Kebakaran hutan dan lahan, juga dikenal sebagai karhutla, adalah masalah besar yang dihadapi banyak negara, termasuk Indonesia. Penanganan karhutla memerlukan pendekatan yang komprehensif dan berkelanjutan karena fenomena ini tidak hanya merusak ekosistem tetapi juga berdampak negatif pada kesehatan masyarakat, iklim, dan ekonomi.
Seiring memasuki musim kemarau, sebagian kebakaran besar terjadi di lahan gambut. Menurut Ahmad Toyib, Kepala Pelaksana Badan Penanggulangan Bencana Daerah dan Penanggulangan Kebakaran (BPB-PK) Kalteng bahwa luas lahan yang terbakar mencapai 297,39 hektar. Karhutla di Kalimantan Tengah telah terjadi sebanyak 121 kali, dari Januari – 25 Juli 2024. (Sumber: BPB-PK Kalteng)
Tim patroli yang terdiri dari Tim Patroli Karhutla (TPK), Tim Patroli Hutan (TPH) pada Program Pengelolaan Terpadu Ekosistem Hutan Gambut (PTEHG) di 4 desa yakni Gohong, Mantaren I, Kalawa, dan Buntoi telah mempersiapkan diri dengan serius untuk menghadapi tantangan besar ini. Salah satunya gabungan dari TPH dan TPK menjadi Tim Darurat Karhutla (TDK) saat status darurat karhutla diputuskan.
Kebakaran hutan dan lahan sering terjadi selama musim kemarau setiap tahun, meskipun dalam skala yang lebih kecil, menunjukkan betapa pentingnya penanganan yang lebih efisien dan berkelanjutan untuk mencegah kebakaran yang lebih besar.
KPSHK melakukan berbagai Upaya penanganan Karhutla, salah satunya pemantauan kondisi hutan dan lahan secara real-time. Dengan melakukan patroli rutin untuk mengidentifikasi titik api sejak dini.

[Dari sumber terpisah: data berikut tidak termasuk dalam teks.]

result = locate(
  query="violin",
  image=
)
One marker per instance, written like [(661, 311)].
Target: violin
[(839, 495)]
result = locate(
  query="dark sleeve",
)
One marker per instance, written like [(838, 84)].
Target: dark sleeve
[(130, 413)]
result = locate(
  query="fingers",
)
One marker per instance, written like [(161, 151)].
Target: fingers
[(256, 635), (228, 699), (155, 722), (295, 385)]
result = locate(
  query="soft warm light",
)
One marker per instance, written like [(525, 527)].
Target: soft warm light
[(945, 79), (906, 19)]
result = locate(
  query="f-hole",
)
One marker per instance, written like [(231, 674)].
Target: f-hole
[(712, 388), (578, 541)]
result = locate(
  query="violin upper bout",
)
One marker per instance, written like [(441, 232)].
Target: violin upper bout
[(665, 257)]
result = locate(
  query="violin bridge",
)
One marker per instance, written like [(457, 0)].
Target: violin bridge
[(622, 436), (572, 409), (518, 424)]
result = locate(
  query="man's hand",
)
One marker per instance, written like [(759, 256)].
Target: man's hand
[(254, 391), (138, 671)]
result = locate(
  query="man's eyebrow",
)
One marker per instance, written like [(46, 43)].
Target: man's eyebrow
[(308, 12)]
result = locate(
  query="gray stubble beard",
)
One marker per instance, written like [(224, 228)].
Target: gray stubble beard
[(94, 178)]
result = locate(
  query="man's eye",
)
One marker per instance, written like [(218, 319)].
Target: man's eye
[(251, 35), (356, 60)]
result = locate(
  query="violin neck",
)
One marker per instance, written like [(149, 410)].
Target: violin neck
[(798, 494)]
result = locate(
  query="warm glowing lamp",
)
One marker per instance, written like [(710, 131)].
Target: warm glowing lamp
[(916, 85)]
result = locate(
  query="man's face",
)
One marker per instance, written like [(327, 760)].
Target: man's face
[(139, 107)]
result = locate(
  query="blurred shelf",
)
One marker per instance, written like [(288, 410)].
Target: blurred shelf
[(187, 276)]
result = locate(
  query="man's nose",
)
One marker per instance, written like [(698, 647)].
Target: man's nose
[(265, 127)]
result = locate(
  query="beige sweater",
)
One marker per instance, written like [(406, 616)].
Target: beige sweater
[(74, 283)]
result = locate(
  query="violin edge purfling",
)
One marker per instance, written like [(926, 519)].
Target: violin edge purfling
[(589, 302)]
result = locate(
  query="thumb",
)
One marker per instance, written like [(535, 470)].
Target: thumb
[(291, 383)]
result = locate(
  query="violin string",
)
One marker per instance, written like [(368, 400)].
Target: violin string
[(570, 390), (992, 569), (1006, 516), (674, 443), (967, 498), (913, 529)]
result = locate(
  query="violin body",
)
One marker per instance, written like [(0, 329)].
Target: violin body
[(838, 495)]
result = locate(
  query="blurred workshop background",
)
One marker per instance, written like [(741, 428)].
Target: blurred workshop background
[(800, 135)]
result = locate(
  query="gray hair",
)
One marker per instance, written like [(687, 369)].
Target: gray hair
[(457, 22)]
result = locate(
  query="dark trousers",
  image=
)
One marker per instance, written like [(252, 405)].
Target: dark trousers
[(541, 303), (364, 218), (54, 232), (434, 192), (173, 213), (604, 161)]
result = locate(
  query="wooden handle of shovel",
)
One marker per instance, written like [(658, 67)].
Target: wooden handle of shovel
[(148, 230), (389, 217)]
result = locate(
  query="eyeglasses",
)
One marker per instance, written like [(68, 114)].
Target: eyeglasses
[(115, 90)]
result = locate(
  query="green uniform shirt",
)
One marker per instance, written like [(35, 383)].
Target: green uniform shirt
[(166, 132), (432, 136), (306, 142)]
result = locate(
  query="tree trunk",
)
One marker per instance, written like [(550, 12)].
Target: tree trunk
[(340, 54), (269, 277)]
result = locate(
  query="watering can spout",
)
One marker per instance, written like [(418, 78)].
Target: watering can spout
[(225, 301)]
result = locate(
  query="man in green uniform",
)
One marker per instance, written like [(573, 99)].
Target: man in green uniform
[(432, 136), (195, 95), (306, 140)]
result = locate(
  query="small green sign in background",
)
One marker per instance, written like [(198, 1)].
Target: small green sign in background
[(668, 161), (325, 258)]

Sistem deteksi dini menggunakan drone juga dibantu oleh manajemen KPSHK memungkinkan tim untuk segera mengambil tindakan sebelum api menyebar luas.
Menurut laporan harian PUSDALOPS PB Kabupaten Pulang Pisau (22/7) bahwa sudah terjadi 2 kejadian Karhutla di Pulpis dekat lokasi program empat hutan desa.
“Kejadian Karhutla kemarin dekat Lokasi program kita yaitu di Kecamatan Maliku dan Kecamatan Sebangau menjadi dasar penting bagi tim patroli dan komite Tim Darurat Karhutla (TDK) mulai bergerak dan bersiaga” Jelas Aftrinal Sya’af Lubis sebagai Project Manager Program Pengelolaan Terpadu Ekosistem Hutan Gambut KPSHK.
“Kolaborasi antar lembaga juga menjadi kunci keberhasilan dalam menghadapi karhutla” Ujar Aftrinal
Menurutnya, Tim patroli tidak bekerja sendiri, tetapi berkolaborasi dengan Masyarakat Peduli Api, BPBD, KPH, Pemdes, kelurahan, Manggala Agni, Babinsa, Bhabinkamtibmas, Polisi, dan TNI. Koordinasi yang baik antara semua pihak ini diharapkan dapat meningkatkan efektivitas penanganan karhutla.
“Saat ini, Tim patroli sudah mulai melakukan upaya pembasahan di Lokasi bekas terbakar dan rawan terjadi kebakaran” Ungkap Aftrinal
Menurut Afrinal, tim patroli bekerja sama dengan Masyarakat Peduli Api Kanamit Barat juga telah menyelesaikan kebakaran di perbatasan Desa Kanamit Barat dan Desa Buntoi dengan berhasil. Api telah dipadamkan dan dilakukan pembasahan lahan yang terbakar.
Selain itu, KPSHK telah membangun sumur bor dan sekat kanal untuk membasahi gambut karena lahan gambut mudah terbakar di musim kemarau.
“Infrastruktur yang sudah dibangun yaitu sumur bor dan sekat kanal itu untuk pembasahan, dan Menara Pantau Api untuk menjaga dan siaga memantau titik api di Hutan Desa” Tutur Aftrinal
Penanganan karhutla lahan gambut harus dilakukan secara terpadu dan membutuhkan kolaborasi dari berbagai pihak, termasuk pemerintah, masyarakat, dan bisnis swasta. Selama ini, tindakan yang diambil telah menunjukkan hasil, namun masih ada masalah. Untuk menangani karhutla secara efektif, sosialisasi, pengawasan, dan penegakan hukum yang lebih ketat serta rehabilitasi lahan gambut harus terus ditingkatkan.